The problem is that the song doesn’t go anywhere from this point. The predictable, undistinguished beat machines then start beating their monotonous beat. They kill the potential magic of Loreen’s highly personal style. The lyrics, of the chorus as well as the following verses, do not develop the song’s theme on a sufficient level of quality, and their content is not matched by any further musical progression.

Loreen sings they (she and her lover) are “going up up up up up up”, that their euphoric love is “an everlasting piece of art”, that they “sail into infinity”, that they are “higher and higher and higher” and “reaching for divinity”. But the music doesn’t go higher. The “up up up up up up” part is really bad, both in terms of lyrics and music. The whole chorus is mediocre. One cannot lyrically express euphoria by simply repeating the word. The idea of focusing the whole chorus on this feeling alone, the passionate singing of the mere word for it, is misconceived, much too simple. And again, musically there is nothing in the song beyond what was there in the first verse and chorus – and was much better there, before the commonplace, mechanical beat terror.

A third compositional moment with a true transcendent lift-off of the kind the opening made us expect is missing. Instead, all that is added is the trite beat. When it stops for the second and the short third verse, one hopes the song will recover, as it were, but unfortunately the performance is then suddenly weaker in another decisive respect: it is difficult to hear most of the words Loreen sings.

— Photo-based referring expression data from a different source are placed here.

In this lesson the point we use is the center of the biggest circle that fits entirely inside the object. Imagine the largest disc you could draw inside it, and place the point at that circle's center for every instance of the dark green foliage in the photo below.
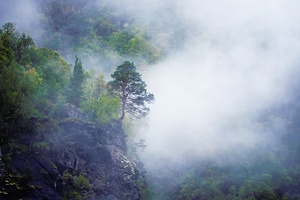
(76, 83)
(96, 29)
(131, 89)
(31, 79)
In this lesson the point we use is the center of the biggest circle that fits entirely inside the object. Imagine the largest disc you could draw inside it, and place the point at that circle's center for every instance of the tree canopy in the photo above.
(129, 86)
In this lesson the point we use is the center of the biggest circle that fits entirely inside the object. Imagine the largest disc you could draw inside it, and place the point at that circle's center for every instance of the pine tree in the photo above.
(76, 81)
(129, 86)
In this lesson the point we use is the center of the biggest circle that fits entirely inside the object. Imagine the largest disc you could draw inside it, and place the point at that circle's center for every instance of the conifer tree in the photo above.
(76, 81)
(131, 89)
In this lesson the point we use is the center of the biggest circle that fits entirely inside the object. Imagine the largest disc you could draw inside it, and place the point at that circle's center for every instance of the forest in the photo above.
(85, 48)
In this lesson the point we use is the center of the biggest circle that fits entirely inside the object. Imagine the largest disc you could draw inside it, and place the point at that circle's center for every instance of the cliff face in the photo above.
(73, 160)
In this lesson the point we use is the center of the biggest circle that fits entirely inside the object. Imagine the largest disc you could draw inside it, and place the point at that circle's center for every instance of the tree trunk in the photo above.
(123, 106)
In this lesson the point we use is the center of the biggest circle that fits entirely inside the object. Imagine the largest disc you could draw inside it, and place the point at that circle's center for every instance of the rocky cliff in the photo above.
(72, 159)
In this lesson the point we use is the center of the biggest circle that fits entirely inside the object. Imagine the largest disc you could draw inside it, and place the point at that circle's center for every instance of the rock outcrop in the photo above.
(71, 160)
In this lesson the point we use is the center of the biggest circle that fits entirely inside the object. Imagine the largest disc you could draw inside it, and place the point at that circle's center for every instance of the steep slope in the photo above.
(73, 159)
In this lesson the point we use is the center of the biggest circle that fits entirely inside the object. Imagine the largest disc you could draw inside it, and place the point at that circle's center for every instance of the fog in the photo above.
(241, 59)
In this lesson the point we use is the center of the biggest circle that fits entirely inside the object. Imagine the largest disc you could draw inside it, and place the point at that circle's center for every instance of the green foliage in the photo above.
(131, 89)
(76, 187)
(96, 32)
(76, 83)
(103, 109)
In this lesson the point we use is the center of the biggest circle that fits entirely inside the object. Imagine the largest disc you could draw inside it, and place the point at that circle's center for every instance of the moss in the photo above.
(82, 182)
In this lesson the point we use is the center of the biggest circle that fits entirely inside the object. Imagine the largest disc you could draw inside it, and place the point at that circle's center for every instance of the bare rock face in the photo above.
(73, 160)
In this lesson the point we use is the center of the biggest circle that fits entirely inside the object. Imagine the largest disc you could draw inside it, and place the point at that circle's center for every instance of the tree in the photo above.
(131, 89)
(76, 83)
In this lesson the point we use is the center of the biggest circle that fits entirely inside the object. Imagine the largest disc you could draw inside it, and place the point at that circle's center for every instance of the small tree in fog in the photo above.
(76, 82)
(129, 86)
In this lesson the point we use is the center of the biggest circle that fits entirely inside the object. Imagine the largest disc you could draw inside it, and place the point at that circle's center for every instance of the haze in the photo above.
(239, 59)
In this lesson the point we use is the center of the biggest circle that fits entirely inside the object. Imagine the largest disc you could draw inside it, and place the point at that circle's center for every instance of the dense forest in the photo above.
(82, 42)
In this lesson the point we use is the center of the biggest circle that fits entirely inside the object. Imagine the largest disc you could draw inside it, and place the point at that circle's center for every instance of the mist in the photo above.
(240, 60)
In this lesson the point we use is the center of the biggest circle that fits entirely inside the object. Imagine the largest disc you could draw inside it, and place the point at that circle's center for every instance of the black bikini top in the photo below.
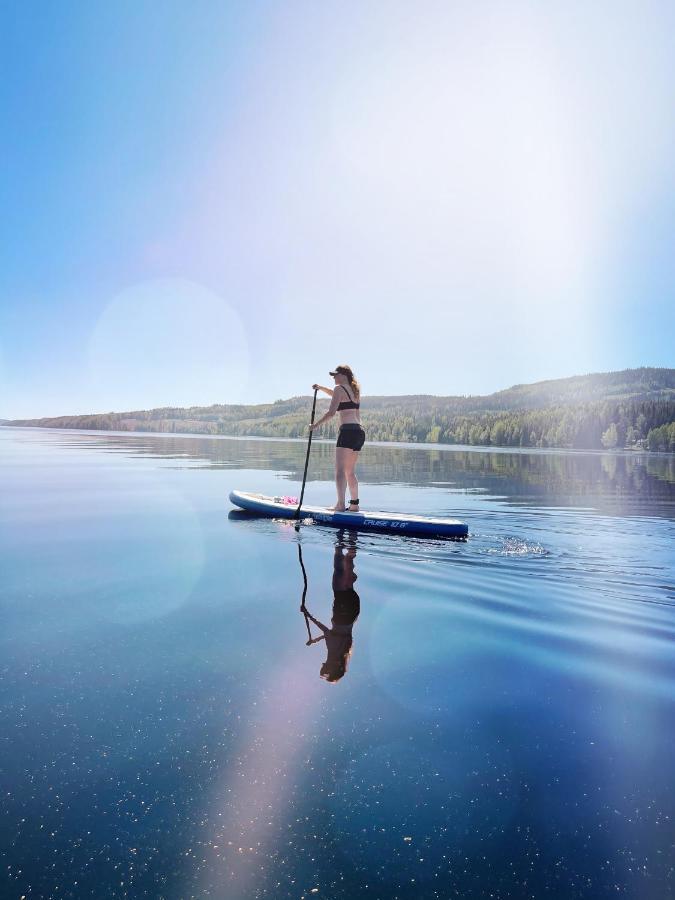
(347, 404)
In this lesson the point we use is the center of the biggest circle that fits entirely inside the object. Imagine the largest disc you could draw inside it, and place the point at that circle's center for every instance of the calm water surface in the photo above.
(504, 728)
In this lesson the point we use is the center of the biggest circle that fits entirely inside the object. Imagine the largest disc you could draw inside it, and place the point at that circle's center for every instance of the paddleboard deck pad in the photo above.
(280, 508)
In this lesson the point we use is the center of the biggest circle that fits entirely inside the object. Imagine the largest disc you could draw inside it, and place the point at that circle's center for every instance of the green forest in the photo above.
(629, 409)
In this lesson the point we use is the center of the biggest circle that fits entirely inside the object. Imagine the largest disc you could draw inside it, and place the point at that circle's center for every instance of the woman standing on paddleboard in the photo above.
(345, 400)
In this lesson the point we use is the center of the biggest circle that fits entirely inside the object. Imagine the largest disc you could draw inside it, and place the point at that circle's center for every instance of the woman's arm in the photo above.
(320, 387)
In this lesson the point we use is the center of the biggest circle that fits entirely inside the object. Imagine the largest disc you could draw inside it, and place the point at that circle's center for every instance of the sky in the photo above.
(218, 202)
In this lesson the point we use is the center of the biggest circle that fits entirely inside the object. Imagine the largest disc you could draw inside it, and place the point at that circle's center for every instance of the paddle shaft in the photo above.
(309, 447)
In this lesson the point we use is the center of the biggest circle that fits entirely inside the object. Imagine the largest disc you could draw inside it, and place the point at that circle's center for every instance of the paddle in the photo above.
(309, 446)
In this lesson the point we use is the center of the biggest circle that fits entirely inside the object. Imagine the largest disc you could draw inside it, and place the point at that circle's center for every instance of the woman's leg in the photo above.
(352, 480)
(341, 457)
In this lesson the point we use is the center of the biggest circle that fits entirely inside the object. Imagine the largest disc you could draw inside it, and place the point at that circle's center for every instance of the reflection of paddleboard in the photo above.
(361, 521)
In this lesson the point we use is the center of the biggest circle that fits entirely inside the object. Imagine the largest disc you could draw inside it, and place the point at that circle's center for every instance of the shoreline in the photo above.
(407, 445)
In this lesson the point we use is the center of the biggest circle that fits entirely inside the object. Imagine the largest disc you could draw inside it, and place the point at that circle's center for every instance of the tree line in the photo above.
(608, 424)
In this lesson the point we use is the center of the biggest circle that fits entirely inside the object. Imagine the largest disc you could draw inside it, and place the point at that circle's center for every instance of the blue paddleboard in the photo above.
(361, 521)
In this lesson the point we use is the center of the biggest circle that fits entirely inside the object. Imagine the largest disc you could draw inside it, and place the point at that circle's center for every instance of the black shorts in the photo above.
(351, 436)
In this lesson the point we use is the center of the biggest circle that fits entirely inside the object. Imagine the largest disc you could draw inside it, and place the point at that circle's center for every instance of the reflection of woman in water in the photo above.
(346, 607)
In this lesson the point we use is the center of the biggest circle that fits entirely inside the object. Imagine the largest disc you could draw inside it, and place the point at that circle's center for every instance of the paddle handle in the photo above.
(309, 446)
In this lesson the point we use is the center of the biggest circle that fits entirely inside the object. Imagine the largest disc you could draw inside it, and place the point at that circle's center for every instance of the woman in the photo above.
(345, 400)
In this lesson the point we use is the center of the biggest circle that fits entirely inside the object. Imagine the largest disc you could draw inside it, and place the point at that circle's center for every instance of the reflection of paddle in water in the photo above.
(346, 607)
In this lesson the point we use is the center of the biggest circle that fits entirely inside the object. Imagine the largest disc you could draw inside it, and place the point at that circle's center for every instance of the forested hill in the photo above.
(634, 407)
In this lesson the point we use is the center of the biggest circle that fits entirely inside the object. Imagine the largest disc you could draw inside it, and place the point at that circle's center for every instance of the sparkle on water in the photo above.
(499, 717)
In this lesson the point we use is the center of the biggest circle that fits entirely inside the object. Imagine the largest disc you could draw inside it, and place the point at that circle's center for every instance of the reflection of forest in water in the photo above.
(611, 481)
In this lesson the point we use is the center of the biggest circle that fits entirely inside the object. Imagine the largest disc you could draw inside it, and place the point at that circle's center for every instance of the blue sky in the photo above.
(218, 202)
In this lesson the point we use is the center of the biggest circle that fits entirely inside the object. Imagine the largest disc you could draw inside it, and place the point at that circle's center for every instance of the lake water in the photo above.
(504, 727)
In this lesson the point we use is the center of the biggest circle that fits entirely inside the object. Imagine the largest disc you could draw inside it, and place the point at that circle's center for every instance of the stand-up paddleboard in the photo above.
(361, 521)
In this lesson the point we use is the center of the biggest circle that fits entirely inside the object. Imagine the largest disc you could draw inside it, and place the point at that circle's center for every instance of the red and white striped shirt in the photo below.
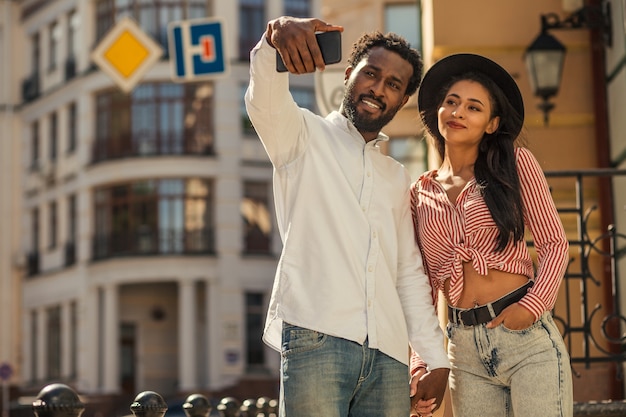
(449, 235)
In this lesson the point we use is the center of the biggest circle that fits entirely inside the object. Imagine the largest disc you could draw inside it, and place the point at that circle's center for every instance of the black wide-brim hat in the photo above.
(454, 65)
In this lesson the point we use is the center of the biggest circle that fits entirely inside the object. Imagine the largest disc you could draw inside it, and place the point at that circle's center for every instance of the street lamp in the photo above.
(545, 55)
(544, 62)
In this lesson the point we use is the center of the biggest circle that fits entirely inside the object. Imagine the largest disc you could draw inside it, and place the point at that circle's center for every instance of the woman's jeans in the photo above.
(328, 376)
(501, 373)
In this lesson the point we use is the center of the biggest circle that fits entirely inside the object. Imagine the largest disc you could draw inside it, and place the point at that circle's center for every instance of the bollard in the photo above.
(57, 400)
(197, 405)
(228, 407)
(148, 404)
(249, 408)
(263, 407)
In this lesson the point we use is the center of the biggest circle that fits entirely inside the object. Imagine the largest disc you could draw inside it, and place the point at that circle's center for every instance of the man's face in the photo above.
(375, 90)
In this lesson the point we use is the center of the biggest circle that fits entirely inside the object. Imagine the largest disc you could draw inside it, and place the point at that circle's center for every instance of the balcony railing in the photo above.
(590, 318)
(32, 264)
(154, 242)
(30, 88)
(126, 146)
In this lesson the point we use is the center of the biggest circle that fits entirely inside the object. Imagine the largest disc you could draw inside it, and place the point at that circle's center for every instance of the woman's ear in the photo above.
(493, 125)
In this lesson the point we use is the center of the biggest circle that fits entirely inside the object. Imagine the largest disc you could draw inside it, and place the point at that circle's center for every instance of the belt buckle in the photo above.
(459, 316)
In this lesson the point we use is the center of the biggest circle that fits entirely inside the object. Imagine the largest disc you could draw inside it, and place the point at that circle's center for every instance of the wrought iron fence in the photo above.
(590, 317)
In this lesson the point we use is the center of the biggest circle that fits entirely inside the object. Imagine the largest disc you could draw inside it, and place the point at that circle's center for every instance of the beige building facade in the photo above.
(137, 247)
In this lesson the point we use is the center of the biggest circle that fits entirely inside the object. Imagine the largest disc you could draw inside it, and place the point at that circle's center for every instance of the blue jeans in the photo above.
(503, 373)
(328, 376)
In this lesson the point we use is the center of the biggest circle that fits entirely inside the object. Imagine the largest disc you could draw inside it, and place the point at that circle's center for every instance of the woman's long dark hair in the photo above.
(495, 168)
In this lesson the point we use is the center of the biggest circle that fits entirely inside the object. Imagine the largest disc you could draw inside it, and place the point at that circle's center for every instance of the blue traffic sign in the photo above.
(197, 49)
(5, 371)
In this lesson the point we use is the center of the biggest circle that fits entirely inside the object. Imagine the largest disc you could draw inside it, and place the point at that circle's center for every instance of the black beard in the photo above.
(364, 122)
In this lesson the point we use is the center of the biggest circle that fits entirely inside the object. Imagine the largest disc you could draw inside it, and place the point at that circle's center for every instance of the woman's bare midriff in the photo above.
(480, 290)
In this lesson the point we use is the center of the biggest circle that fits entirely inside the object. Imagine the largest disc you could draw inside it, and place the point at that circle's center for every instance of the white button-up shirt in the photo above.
(350, 266)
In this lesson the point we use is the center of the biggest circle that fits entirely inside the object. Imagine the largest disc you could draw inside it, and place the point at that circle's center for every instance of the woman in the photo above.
(508, 357)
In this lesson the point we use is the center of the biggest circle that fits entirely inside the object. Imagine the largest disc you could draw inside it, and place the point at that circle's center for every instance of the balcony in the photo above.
(30, 88)
(32, 264)
(70, 68)
(125, 146)
(154, 242)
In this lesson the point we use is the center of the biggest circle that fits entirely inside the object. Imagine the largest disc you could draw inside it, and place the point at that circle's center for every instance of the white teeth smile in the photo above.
(370, 104)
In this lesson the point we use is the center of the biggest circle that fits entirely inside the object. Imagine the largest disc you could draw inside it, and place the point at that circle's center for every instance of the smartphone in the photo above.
(330, 45)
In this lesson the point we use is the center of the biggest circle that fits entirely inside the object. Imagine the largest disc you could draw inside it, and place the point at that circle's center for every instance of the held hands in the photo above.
(514, 317)
(295, 41)
(427, 391)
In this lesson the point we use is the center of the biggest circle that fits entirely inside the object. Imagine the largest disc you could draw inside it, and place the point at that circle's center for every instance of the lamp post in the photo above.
(545, 56)
(544, 63)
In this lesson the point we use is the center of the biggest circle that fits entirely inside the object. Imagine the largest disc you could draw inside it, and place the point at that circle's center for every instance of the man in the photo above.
(350, 291)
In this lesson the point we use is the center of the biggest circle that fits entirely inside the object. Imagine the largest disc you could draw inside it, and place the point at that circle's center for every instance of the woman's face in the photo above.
(464, 116)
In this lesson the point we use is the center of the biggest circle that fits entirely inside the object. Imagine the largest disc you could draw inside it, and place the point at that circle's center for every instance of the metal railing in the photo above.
(592, 329)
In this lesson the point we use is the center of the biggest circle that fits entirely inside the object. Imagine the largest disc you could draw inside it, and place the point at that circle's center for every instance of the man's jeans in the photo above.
(328, 376)
(501, 372)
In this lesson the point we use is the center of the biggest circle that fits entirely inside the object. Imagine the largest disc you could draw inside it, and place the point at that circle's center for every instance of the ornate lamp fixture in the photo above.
(545, 56)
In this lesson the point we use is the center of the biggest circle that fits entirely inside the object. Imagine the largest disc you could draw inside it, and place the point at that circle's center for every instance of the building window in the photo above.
(169, 216)
(257, 223)
(152, 16)
(72, 128)
(54, 122)
(155, 119)
(72, 231)
(410, 152)
(36, 54)
(255, 349)
(298, 8)
(405, 20)
(251, 25)
(34, 342)
(73, 339)
(52, 225)
(33, 256)
(34, 146)
(53, 345)
(73, 28)
(53, 45)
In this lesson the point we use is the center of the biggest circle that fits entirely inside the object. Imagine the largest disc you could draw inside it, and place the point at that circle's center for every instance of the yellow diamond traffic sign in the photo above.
(126, 53)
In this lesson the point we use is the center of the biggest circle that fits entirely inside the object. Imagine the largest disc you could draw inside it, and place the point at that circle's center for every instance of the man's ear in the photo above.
(347, 73)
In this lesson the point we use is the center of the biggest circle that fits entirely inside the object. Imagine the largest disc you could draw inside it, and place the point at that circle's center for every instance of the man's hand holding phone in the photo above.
(299, 43)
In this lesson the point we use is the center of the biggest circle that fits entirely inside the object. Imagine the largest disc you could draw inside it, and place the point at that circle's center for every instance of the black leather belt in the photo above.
(481, 314)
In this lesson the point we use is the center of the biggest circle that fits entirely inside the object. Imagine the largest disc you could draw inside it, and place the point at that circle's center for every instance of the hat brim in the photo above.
(454, 65)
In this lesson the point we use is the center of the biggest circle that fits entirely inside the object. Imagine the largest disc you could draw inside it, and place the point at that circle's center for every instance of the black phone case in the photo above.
(330, 45)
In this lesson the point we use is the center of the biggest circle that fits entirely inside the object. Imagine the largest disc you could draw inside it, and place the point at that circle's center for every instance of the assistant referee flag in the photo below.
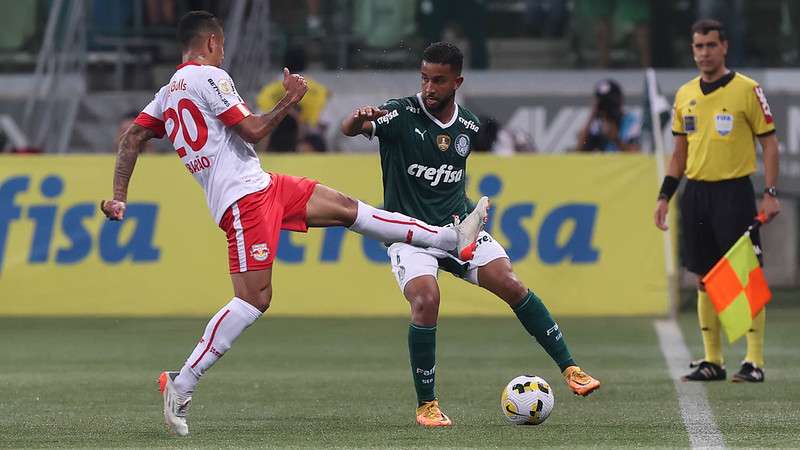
(737, 287)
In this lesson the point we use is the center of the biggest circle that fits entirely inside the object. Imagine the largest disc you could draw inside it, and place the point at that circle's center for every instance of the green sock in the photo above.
(422, 350)
(536, 319)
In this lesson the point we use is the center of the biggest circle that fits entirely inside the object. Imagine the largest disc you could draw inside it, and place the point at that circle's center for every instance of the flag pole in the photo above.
(658, 144)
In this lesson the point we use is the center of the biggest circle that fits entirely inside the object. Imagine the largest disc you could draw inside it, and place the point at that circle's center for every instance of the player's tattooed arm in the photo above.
(359, 122)
(255, 128)
(130, 145)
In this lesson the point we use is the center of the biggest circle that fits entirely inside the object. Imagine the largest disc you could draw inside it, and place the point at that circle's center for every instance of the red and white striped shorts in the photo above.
(253, 223)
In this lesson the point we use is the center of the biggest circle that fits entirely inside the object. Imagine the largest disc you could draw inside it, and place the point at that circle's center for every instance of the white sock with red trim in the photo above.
(222, 330)
(391, 227)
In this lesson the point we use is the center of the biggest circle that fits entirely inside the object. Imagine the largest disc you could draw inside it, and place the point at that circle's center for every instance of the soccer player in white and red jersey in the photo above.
(213, 132)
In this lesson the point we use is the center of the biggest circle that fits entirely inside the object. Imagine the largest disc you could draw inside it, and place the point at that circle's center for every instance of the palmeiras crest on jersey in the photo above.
(260, 252)
(462, 145)
(225, 86)
(443, 142)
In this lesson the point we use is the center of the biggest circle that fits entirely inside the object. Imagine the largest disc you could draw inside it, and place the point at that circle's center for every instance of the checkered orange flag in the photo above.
(737, 287)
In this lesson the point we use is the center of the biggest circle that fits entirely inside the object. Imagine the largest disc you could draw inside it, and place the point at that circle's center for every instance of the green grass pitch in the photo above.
(320, 383)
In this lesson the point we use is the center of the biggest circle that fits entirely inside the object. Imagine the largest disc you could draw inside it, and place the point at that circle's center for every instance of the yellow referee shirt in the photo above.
(721, 125)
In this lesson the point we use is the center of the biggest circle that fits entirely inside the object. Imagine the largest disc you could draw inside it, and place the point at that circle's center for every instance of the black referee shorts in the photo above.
(714, 215)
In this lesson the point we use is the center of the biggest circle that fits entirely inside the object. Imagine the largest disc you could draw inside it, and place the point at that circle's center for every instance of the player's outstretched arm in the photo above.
(770, 205)
(359, 122)
(677, 166)
(131, 144)
(255, 128)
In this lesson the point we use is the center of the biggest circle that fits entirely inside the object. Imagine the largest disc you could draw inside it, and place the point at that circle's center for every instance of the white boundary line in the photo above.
(695, 409)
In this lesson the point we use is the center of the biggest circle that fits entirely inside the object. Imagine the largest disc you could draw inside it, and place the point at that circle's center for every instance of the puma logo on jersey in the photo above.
(444, 174)
(468, 124)
(383, 120)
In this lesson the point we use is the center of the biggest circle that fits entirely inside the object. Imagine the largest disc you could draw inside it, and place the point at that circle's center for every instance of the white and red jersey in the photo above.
(196, 110)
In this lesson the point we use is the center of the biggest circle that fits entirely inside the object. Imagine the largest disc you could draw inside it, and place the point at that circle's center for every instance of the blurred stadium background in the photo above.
(73, 73)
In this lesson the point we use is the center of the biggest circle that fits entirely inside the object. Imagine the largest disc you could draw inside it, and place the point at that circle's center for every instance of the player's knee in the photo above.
(425, 304)
(512, 290)
(264, 299)
(259, 297)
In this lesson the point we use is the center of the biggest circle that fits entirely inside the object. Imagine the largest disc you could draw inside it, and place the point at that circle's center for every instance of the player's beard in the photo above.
(441, 103)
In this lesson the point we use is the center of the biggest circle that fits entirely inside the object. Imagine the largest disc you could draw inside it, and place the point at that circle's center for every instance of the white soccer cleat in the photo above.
(175, 405)
(469, 229)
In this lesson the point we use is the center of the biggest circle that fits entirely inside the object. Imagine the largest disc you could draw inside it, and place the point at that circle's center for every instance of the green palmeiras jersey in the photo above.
(424, 161)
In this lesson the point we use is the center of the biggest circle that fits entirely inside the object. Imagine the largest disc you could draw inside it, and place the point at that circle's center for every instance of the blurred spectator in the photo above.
(469, 15)
(547, 17)
(501, 141)
(613, 21)
(610, 128)
(160, 12)
(729, 12)
(303, 129)
(313, 19)
(18, 23)
(383, 23)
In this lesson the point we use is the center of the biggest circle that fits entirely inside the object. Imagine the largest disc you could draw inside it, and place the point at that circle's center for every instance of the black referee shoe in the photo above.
(705, 371)
(749, 373)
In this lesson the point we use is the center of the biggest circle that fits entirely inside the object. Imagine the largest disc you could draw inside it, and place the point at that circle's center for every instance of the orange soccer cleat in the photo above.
(580, 382)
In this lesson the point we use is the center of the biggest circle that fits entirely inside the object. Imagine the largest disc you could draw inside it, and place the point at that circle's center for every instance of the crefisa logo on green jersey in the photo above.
(383, 120)
(443, 174)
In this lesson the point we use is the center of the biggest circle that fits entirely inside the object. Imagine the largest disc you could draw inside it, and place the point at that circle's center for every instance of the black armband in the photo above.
(668, 187)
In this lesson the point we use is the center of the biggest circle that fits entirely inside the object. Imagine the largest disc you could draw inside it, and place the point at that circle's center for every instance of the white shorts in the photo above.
(409, 262)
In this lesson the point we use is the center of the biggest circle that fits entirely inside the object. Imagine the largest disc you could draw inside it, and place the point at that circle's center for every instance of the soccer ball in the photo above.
(527, 400)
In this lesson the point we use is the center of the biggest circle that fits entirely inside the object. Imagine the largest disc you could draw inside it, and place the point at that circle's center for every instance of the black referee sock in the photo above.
(537, 320)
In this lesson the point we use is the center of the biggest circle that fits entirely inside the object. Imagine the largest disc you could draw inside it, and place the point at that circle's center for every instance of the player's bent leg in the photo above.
(254, 287)
(327, 207)
(422, 293)
(711, 367)
(423, 296)
(253, 293)
(498, 277)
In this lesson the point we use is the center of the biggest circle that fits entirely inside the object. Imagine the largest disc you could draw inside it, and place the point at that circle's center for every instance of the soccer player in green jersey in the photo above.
(425, 140)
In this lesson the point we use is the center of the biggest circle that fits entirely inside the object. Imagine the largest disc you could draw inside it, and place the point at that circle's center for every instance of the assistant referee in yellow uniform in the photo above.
(717, 117)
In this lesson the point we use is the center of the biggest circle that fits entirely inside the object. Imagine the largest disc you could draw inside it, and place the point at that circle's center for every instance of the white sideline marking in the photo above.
(695, 410)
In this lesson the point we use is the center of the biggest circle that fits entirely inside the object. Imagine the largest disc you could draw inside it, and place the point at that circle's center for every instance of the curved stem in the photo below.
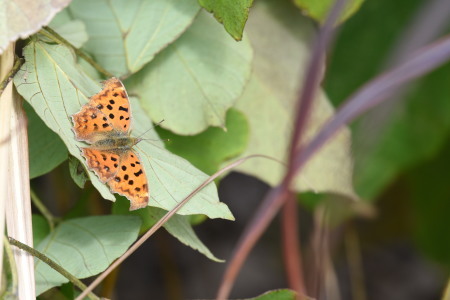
(163, 220)
(291, 246)
(52, 264)
(17, 64)
(44, 211)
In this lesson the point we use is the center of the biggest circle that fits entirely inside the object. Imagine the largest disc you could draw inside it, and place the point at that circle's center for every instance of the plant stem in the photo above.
(17, 64)
(53, 265)
(44, 211)
(60, 40)
(291, 245)
(13, 281)
(164, 219)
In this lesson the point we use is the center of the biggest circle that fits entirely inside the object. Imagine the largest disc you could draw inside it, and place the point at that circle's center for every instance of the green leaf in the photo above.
(77, 171)
(277, 295)
(193, 82)
(84, 247)
(47, 151)
(319, 9)
(430, 204)
(413, 130)
(178, 226)
(269, 103)
(72, 30)
(52, 83)
(209, 149)
(21, 18)
(125, 35)
(233, 14)
(40, 228)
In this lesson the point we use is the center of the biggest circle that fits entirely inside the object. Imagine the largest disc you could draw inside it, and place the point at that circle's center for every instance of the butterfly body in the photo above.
(104, 123)
(116, 143)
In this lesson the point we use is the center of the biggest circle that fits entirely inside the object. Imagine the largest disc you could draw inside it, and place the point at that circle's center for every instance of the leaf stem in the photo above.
(13, 280)
(60, 40)
(166, 218)
(17, 64)
(44, 211)
(53, 265)
(291, 245)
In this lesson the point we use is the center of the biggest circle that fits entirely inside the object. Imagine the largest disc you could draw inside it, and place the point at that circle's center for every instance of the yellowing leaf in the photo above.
(281, 39)
(22, 18)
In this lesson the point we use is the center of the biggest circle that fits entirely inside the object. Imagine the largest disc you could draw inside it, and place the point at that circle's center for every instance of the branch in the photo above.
(53, 265)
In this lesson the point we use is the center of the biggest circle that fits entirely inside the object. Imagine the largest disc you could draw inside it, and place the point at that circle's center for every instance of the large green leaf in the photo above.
(394, 138)
(270, 97)
(52, 83)
(125, 35)
(319, 9)
(209, 149)
(21, 18)
(233, 14)
(178, 226)
(84, 247)
(72, 30)
(193, 82)
(430, 204)
(46, 150)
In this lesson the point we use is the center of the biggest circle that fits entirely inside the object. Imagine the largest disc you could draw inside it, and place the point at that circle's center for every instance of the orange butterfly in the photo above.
(104, 123)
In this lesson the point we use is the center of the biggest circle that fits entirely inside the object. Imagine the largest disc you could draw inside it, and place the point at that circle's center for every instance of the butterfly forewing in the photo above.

The performance also, like almost all Eurovision songs in recent times as I understand it, relies much too heavily on dance and movement. This is simply a spectacularist substitute for quality songwriting and musical talent. Loreen’s sitting down on the floor (or podium) during the second and third verse is fine, genuinely expressive, feminine, intimate, and would have been even more so if the words could be heard and were better crafted. The qualities of the beginning could have been further developed.

But the choreography of the chorus tends to confirm that its expressiveness is of a different kind, much too much of the empty screeching – so common in this genre – about strong passion or sublime emotion without any lyrical, musical and emotional basis or credibility. This is certainly not the pits of a Whitney Houston (I am sorry to have to express myself in this way about the recently departed singer). But it is also quite far from, for instance, Céline Dion’s two good songs (in the sense that songs in this genre are good), ‘Pour que tu m’aimes encore’ and ‘Je sais pas’.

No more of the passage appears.